From the World Heritage inscription:

The town of Chichen-Itza was established during the Classic period close to two natural cavities (cenotes or chenes), which gave the town its name “At the edge of the well of the Itzaes”. The cenotes facilitated tapping the underground waters of the area. The dates for this settlement vary according to subsequent local accounts: one manuscript gives 415-35 A.D., while others mention 455 A.D. The town that grew up around the sector known as Chichen Viejo already boasted important monuments of great interest: the Nunnery, the Church, Akab Dzib, Chichan Chob, the Temple of the Panels and the Temple of the Deer. They were constructed between the 6th and the 10th centuries in the characteristic Maya style then popular both in the northern and southern areas of the Puuc hills.
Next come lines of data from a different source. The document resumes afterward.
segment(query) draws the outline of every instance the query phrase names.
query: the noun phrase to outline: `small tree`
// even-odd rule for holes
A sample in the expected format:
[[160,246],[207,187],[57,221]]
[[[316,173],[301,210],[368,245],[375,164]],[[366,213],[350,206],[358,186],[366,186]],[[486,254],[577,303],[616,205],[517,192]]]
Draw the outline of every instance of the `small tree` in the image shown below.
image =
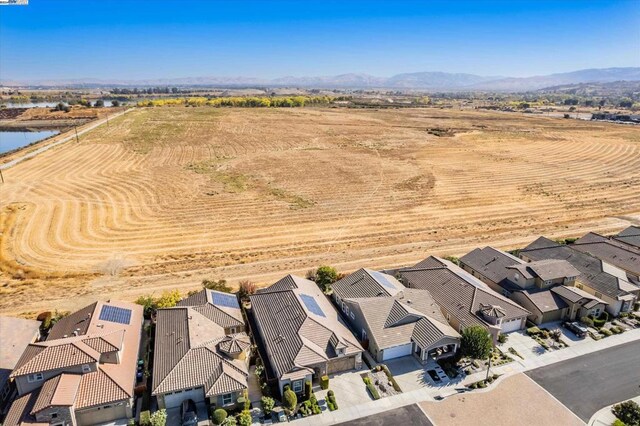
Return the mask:
[[227,285],[227,280],[202,280],[202,287],[224,293],[231,293],[233,291],[233,289]]
[[635,401],[614,405],[611,412],[627,426],[640,426],[640,405]]
[[288,409],[289,411],[295,410],[296,405],[298,405],[298,397],[296,396],[296,393],[291,389],[287,389],[286,391],[284,391],[282,399],[284,408]]
[[172,308],[182,300],[182,295],[178,290],[165,291],[156,301],[157,308]]
[[273,411],[273,406],[276,405],[274,399],[269,398],[268,396],[263,396],[262,398],[260,398],[260,403],[262,404],[262,411],[264,411],[265,414],[271,414],[271,411]]
[[156,309],[156,303],[151,296],[140,296],[136,299],[135,303],[144,307],[145,318],[150,318],[151,314]]
[[167,424],[167,410],[164,408],[151,415],[151,426],[165,426]]
[[493,339],[486,328],[473,325],[462,330],[460,350],[464,356],[487,359],[493,350]]
[[214,425],[221,425],[227,419],[227,412],[222,408],[218,408],[213,412],[212,417]]
[[321,266],[316,271],[316,284],[324,292],[331,289],[331,284],[338,280],[338,271],[331,266]]
[[240,281],[240,286],[238,288],[238,296],[240,296],[240,299],[245,299],[254,294],[257,289],[258,287],[254,282],[242,280]]

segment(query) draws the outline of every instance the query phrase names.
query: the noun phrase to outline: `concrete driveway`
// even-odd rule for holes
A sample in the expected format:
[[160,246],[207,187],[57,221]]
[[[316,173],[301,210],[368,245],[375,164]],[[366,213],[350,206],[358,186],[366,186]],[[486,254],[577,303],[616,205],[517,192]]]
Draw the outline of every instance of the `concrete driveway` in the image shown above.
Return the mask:
[[[402,358],[396,358],[386,361],[385,364],[389,367],[389,371],[393,374],[393,377],[400,385],[400,389],[403,392],[410,392],[412,390],[422,389],[426,386],[442,387],[455,383],[459,379],[449,379],[444,371],[435,362],[430,362],[427,365],[420,364],[414,357],[406,356]],[[439,382],[434,381],[429,375],[429,370],[438,372],[441,377]]]
[[[364,371],[348,371],[329,376],[329,389],[335,393],[338,407],[353,407],[371,401],[367,387],[360,377]],[[326,400],[328,390],[316,387],[313,392],[320,405],[326,406],[322,402]]]
[[[198,426],[208,426],[209,414],[207,413],[207,404],[200,402],[196,404],[196,408],[198,409]],[[167,410],[167,425],[179,426],[181,423],[180,407],[169,408]]]

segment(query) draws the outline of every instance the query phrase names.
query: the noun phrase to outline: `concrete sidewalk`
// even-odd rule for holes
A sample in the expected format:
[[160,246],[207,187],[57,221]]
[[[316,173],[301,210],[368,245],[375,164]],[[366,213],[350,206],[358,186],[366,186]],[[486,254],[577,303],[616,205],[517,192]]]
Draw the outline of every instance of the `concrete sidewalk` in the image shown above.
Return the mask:
[[[640,396],[631,398],[631,400],[640,404]],[[620,402],[624,402],[624,401],[620,401]],[[613,405],[617,405],[617,404],[613,404]],[[611,412],[611,407],[613,407],[613,405],[609,405],[608,407],[604,407],[601,410],[599,410],[596,414],[591,416],[591,419],[587,424],[589,426],[611,426],[611,424],[616,420],[616,416],[614,416],[613,413]]]
[[[628,343],[636,340],[640,340],[640,329],[627,331],[626,333],[623,333],[623,334],[616,334],[611,337],[607,337],[606,339],[601,339],[598,341],[584,342],[584,344],[581,344],[581,345],[570,346],[568,348],[564,348],[561,350],[547,352],[535,358],[519,360],[519,358],[516,357],[518,361],[514,361],[509,364],[502,365],[500,367],[492,368],[491,373],[503,375],[502,377],[500,377],[500,379],[498,379],[498,383],[499,383],[500,381],[504,380],[504,378],[517,373],[522,373],[528,370],[533,370],[538,367],[555,364],[560,361],[579,357],[581,355],[586,355],[592,352],[597,352],[602,349],[622,345],[624,343]],[[338,400],[338,405],[340,406],[339,410],[333,411],[333,412],[325,411],[318,416],[311,416],[307,418],[294,420],[294,423],[299,425],[332,425],[332,424],[347,422],[350,420],[369,416],[376,413],[381,413],[383,411],[391,410],[393,408],[403,407],[409,404],[415,404],[421,401],[433,401],[435,397],[447,397],[447,396],[455,395],[458,393],[457,389],[463,388],[465,385],[469,383],[482,380],[485,378],[485,376],[486,376],[486,371],[474,373],[465,377],[461,382],[456,383],[455,385],[448,385],[448,386],[441,386],[441,387],[424,387],[422,389],[404,392],[404,393],[401,393],[400,395],[394,395],[391,397],[382,398],[377,401],[373,401],[373,400],[368,401],[364,404],[360,404],[352,407],[346,407],[344,405],[340,405],[340,400]],[[475,390],[473,392],[488,391],[490,389],[493,389],[494,386],[496,386],[495,382],[493,385],[489,386],[486,389]]]

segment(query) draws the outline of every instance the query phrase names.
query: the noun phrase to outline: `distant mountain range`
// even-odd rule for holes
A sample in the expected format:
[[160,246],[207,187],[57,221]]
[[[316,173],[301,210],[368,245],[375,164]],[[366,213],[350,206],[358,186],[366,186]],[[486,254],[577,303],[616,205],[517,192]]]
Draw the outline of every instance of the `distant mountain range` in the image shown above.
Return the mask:
[[144,87],[144,86],[206,86],[206,87],[299,87],[322,89],[398,89],[425,91],[504,91],[527,92],[552,86],[640,81],[640,68],[585,69],[534,77],[480,76],[446,72],[416,72],[392,77],[368,74],[341,74],[324,77],[186,77],[149,80],[2,80],[5,87]]

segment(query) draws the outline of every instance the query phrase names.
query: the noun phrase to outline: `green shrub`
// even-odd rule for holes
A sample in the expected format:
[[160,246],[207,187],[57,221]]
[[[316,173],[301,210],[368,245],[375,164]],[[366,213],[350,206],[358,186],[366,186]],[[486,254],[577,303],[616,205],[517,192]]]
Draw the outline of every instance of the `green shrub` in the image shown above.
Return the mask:
[[238,416],[238,424],[240,426],[251,426],[253,423],[253,419],[251,419],[251,412],[249,410],[244,410]]
[[262,404],[262,411],[264,411],[265,414],[271,414],[271,411],[273,411],[273,406],[276,402],[273,398],[263,396],[262,398],[260,398],[260,403]]
[[311,398],[311,380],[304,382],[304,399],[308,400],[309,398]]
[[527,335],[529,336],[537,336],[542,331],[538,327],[527,328]]
[[211,420],[213,420],[214,425],[221,425],[227,419],[227,412],[223,408],[218,408],[213,411],[213,415],[211,416]]
[[640,425],[640,405],[634,401],[625,401],[614,405],[611,412],[628,426]]
[[374,400],[380,399],[380,394],[378,393],[378,389],[376,389],[373,383],[371,383],[371,379],[369,377],[364,377],[362,380],[364,381],[365,385],[367,385],[367,389],[369,390],[371,397]]
[[151,413],[148,410],[140,413],[140,426],[151,426]]
[[282,403],[284,405],[284,408],[290,411],[295,410],[296,405],[298,405],[298,397],[296,396],[296,393],[291,389],[287,389],[286,391],[284,391],[284,395],[282,396]]
[[320,389],[327,390],[329,389],[329,376],[320,377]]

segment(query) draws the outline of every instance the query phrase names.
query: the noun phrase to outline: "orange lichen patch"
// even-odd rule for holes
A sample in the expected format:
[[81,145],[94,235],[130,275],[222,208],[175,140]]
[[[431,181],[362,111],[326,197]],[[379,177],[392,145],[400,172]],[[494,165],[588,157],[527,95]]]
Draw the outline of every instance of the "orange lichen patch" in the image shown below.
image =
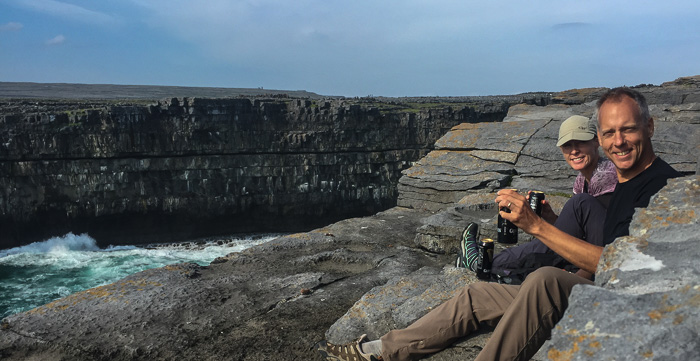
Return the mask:
[[663,318],[663,315],[658,310],[651,311],[648,313],[648,315],[649,315],[649,318],[651,318],[654,321],[659,321],[660,319]]
[[308,233],[294,233],[286,236],[288,238],[296,238],[296,239],[302,239],[302,240],[310,240],[311,236],[309,236]]
[[[553,361],[569,361],[572,359],[574,354],[579,351],[585,353],[589,357],[593,357],[602,347],[600,342],[596,341],[595,335],[579,335],[578,330],[569,330],[565,333],[565,335],[573,336],[571,337],[571,348],[568,350],[557,350],[552,348],[547,352],[548,359]],[[584,346],[585,342],[587,341],[588,343]]]
[[549,352],[547,352],[547,358],[553,361],[569,361],[578,351],[578,344],[574,342],[570,350],[559,351],[557,349],[550,349]]

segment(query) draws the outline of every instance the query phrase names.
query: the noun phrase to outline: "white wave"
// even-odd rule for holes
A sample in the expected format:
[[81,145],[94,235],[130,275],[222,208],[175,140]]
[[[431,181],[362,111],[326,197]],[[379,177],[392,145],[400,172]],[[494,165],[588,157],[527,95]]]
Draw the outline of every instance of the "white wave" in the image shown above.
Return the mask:
[[65,253],[68,251],[99,251],[97,241],[87,234],[74,235],[68,233],[63,237],[53,237],[46,241],[34,242],[26,246],[10,248],[0,251],[0,257],[29,253]]

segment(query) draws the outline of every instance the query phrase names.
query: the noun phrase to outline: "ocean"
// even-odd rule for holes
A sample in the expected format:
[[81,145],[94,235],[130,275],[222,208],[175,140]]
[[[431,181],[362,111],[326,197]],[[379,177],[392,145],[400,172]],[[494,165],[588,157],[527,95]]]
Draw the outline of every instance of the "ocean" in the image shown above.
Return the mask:
[[0,250],[0,319],[146,269],[181,262],[206,266],[217,257],[278,236],[256,234],[211,241],[99,248],[87,234],[69,233]]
The second settlement of Chichen-Itza, and the most important for historians, corresponded to the migration of Toltec warriors from the Mexican plateau towards the south during the 10th century. According to the most common version, the King of Tula, Ce Acatl Topiltzin Quetzalcoatl, or Kukulkan as the Maya translated the name, reportedly took the city between 967 A.D. and 987 A.D.

Following the conquest of Yucatán a new style blending the Maya and Toltec traditions developed, symbolizing the phenomenon of acculturation. Chichen-Itza is a clear illustration of this fusion. Specific examples are, in the group of buildings to the south, the Caracol, a circular stellar observatory whose spiral staircase accounts for its name, and, to the north, El Castillo (also known as the Temple of Kukulkan). Surrounding El Castillo are terraces where the major monumental complexes were built: on the north-west are the Great Ball Court, Tzompantli or the Skull Wall, the temple known as the Jaguar Temple, and the House of Eagles; on the north-east are the Temple of the Warriors, the Group of the Thousand Columns, the Market and the Great Ball Court; on the south-west is the Tomb of the High Priest.

I think Chichen Itza suffers from Citizen Kane Syndrome.

Citizen Kane is the film which was ranked #1 on the Sight and Sound survey of directors, which is conducted every 10 years. As such it has been given the label of the “greatest movie ever made”.

More often than not, when people see it they are disappointed because it isn’t the greatest movie they’ve ever seen. The expectations are so high that they feel let down, even if they would have otherwise thought it was a great movie.

Chichen Itza was recently named one of the New 7 Wonders of the World. As such, when you visit it you have very high expectations.

Chichen Itza is absolutely deserving of its world heritage status. The main pyramid is the best preserved Mayan structure I’ve seen and also the most impressive. The ball court is also the largest and most impressive I’ve seen of all the Mayan ruins I’ve visited. It is almost as if you could play there today.

Given its status as one of the ‘wonders of the world’ I guess my expectations were higher than they should have been.

Usually the only images you see when you read about Chichen Itza is the pyramid. In fact, when I did research before the trip, I had a hard time finding photos of anything other than the pyramid.

If you take the city as a whole, I’d say it is less impressive than Tikal or maybe even nearby Tulum. That being said, it is still one of the best Mayan ruins you can visit.

My suggestion for visiting isn’t to come with expectations of this being one of the greatest things in the world. It is a top notch Mayan ruin, and that is what you should expect.

Getting to Chichen Itza is easy, but might take a bit of time if you are coming from Cancun or Playa Del Carmen. It is about a 2-2.5 hour drive from Cancun. Expect to pay tolls 4 times on a round trip from Cancun. There are many guides you can hire for an hour once you are on the grounds. There are many day trip options available from Cancun if you don’t want to rent a car. Expect to pay around $100-150 for the trip.

If you are a world heritage hunter, this will probably be your top attraction if you are in the region. If you just want to see Mayan ruins, Tulum and Coba are closer and are also impressive.